Die Mitgliederkartei der NSDAP, deren Original sich seit 1994 im Bundesarchiv befindet und dort genutzt werden kann, ist seit April dieses Jahres Gegenstand intensiver öffentlicher Diskussionen. Leider kann die zum Teil kuriose Geschichte der Kartei hier nur angedeutet werden. Als die US-Armee im Frühjahr 1945 auf München vorrückte, beschloss die Führung des Braunen Hauses, der Parteizentrale der NSDAP, die gewaltige Mitgliederkartei zum Schutz der Parteigenossen zu vernichten. Die Kartei – bestehend aus der Zentral- und der Gaukartei – wurde Mitte April 1945 der Papiermühle Wirth im Münchner Norden zur Vernichtung übergeben. Der Geschäftsführer Hanns Huber verschleppte die Umsetzung des Befehls und machte später die amerikanische Besatzungsmacht auf die Kartei aufmerksam, die jedoch die Bedeutung der Unterlagen nicht gleich erkannte.

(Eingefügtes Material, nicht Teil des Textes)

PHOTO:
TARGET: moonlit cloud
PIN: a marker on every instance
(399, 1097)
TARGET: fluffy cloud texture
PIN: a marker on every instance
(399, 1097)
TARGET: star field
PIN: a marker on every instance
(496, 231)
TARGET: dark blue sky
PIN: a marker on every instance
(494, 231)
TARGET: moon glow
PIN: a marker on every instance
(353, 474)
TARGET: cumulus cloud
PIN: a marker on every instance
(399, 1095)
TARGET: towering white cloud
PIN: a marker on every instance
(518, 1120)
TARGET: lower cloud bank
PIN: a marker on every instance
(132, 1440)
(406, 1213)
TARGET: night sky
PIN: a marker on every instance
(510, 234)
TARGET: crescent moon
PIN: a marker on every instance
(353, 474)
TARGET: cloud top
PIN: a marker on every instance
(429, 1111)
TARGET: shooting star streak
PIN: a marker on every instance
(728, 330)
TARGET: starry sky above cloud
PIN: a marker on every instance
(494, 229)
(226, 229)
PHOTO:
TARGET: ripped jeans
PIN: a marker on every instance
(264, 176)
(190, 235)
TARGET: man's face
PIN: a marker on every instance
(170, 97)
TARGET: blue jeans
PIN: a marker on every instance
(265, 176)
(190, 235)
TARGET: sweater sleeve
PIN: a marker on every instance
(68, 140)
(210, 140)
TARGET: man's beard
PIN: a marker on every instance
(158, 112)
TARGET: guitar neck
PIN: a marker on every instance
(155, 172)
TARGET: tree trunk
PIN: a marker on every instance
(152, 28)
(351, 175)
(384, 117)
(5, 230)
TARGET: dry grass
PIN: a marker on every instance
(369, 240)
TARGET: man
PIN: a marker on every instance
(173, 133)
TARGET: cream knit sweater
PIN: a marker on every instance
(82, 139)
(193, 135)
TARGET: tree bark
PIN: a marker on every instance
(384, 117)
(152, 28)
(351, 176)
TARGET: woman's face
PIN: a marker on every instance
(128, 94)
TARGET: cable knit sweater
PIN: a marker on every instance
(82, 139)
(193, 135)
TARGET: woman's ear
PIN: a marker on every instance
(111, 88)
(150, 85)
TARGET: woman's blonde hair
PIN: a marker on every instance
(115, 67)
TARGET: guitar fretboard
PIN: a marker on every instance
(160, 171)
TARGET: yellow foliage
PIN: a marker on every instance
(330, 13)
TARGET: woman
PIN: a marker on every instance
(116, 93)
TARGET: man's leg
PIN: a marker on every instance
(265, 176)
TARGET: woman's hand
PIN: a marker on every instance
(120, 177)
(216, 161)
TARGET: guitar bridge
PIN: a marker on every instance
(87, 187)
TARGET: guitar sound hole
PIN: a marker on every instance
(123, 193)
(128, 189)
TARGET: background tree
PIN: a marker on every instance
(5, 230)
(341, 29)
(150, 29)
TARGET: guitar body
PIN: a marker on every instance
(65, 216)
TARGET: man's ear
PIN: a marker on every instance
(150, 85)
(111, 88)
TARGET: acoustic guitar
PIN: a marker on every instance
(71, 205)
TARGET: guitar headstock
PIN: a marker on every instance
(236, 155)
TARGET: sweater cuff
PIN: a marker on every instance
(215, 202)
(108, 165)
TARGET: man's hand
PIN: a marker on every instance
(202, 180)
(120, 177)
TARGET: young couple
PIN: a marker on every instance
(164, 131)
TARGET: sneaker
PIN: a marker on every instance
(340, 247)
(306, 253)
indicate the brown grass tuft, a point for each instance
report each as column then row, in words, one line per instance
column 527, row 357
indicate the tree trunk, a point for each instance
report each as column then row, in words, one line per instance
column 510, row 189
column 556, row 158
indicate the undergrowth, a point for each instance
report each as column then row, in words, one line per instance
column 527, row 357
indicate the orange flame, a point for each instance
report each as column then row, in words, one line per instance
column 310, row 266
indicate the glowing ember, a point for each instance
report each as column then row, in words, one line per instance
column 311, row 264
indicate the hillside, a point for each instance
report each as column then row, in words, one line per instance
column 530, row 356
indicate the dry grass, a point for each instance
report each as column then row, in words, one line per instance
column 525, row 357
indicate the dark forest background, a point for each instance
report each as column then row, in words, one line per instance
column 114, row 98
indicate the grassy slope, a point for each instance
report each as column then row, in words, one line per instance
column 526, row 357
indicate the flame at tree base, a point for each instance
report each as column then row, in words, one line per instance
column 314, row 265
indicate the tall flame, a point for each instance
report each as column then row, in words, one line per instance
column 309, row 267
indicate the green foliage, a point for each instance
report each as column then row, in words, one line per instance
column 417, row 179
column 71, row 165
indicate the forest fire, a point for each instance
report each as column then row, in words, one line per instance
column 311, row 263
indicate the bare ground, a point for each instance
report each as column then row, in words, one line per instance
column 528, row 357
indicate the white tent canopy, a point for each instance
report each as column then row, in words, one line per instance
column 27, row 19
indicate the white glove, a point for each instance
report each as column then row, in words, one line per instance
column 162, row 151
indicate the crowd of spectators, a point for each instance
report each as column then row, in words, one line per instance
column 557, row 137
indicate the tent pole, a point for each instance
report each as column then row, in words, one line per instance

Erst um die Jahreswende 1945/46 wurde die Kartei nach Berlin-Zehlendorf überführt und dort – zusammen mit weiteren umfangreichen Personalunterlagen der NSDAP, der SS und Waffen-SS oder der berufsständischen Kammern – im Berlin Document Center (BDC) zusammengefasst. Offensichtlich kam es im Verlauf dieser Aktionen zu erheblichen Verlusten, die auf mehr als 30 Prozent geschätzt werden.

Der deutschen und internationalen Öffentlichkeit blieben das BDC und seine Unterlagen weitgehend verborgen. Auskünfte zur Mitgliedschaft in NSDAP, SA, SS oder anderen NS-Organisationen wurden grundsätzlich nur für amtliche Zwecke wie z. B. für die Strafverfolgung von Kriegsverbrechen erteilt. Das Auskunftsverfahren war bis 1994 sehr kompliziert und alles andere als transparent.

1994 wurde das BDC nach langjährigen Verhandlungen an das Bundesarchiv übergeben und 1995/96 in dessen neue Dienststelle in Berlin-Lichterfelde überführt. Seitdem stehen die gesamten BDC-Unterlagen und damit auch die Mitgliederkartei der Benutzung zu den Bedingungen des Bundesarchivgesetzes allgemein zur Verfügung. Die damals weit verbreitete Befürchtung, die Bundesrepublik könnte die Unterlagen weiterhin unter Verschluss halten und nur selektiven Zugang gewähren, veranlasste die USA, den gesamten BDC-Bestand vor der Übergabe an das Bundesarchiv auf Mikrofilm aufzunehmen und die Filme dem Nationalarchiv der USA, der National Archives and Records Administration (NARA), zu übergeben.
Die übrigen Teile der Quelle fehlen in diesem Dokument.